Leverett puts call out for 250th logo

  • The Leverett Library. Staff Photo/PAUL FRANZ

Staff Writer
Published: 9/19/2022 12:26:42 PM
Modified: 9/19/2022 12:26:02 PM

LEVERETT — Gearing up to celebrate the town’s semiquincentennial in 2024, members of the Leverett 250th Committee are launching a logo contest on the same day that a new tile mural will be dedicated at the Leverett Library.

The Sept. 24 dedication ceremony for artist Judith Inglese’s mural “Past is Present is Future” runs from 3 to 5 p.m. at the 75 Montague Road site and will feature musicians and light refreshments.

As the dedication of the mural on the library’s exterior entrance wall takes place, the committee, in recognizing artistic talent in town, is encouraging current and past adult residents to submit a commemorative logo design that will be used in advertising, promotion and fundraising items, such as T-shirts, leading up to and during the anniversary year.

Entrants should fill out an online form at (https://forms.gle/pT1Ncqp3sGjuYpTF8) and submit a drawing via the town’s Celebrate 250th webpage at https://leverett.ma.us/n/4075/250th-Celebration-for-Leverett

People can also submit designs and forms at the Leverett Town Hall, Leverett Library and Leverett Village Co-op. The deadline for submission is Dec. 14, with a winner to be selected and then announced in early 2023.

Committee member Ann Tweedy said the winning logo will be based on a popular vote, with all the submissions to be posted on the town website’s 250th page with a link to vote. Paper ballots will be available at the three drop-off locations, as well.

When Leverett celebrated its bicentennial in 1974, the logo, or bicentennial symbol as it was called, was designed by Stella Schoenhaut.

Featuring a tree in the foreground, with the town’s name written in script in the leaves and the number 200 written in the roots, and a background of rolling hills and a picket fence, a history book coinciding with bicentennial states that the logo “denotes the growth of Leverett, well nourished by the strong roots put down 200 years ago by the early settlers.”
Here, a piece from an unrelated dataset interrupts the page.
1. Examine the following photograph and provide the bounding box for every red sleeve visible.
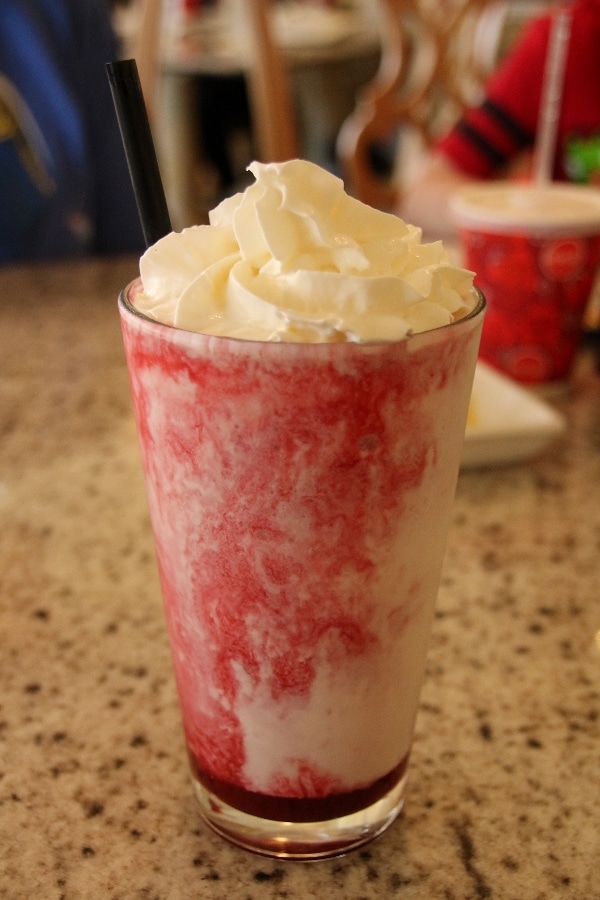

Inglese, who has created public art murals inside and outside buildings in Amherst, Washington D.C., and Rockville, Maryland,, is expected to be at the dedication.

The mural shows people in the environment enjoying bicycling, kayaking and hiking, with individuals facing forward to represent the time spanning from Indigenous to colonial to modern. The mural presents Leverett as a hilltown, topped with white doves flying over the town’s most well-known feature, the New England Peace Pagoda, while at the base are ponds, wetlands wildlife and activities like fishing.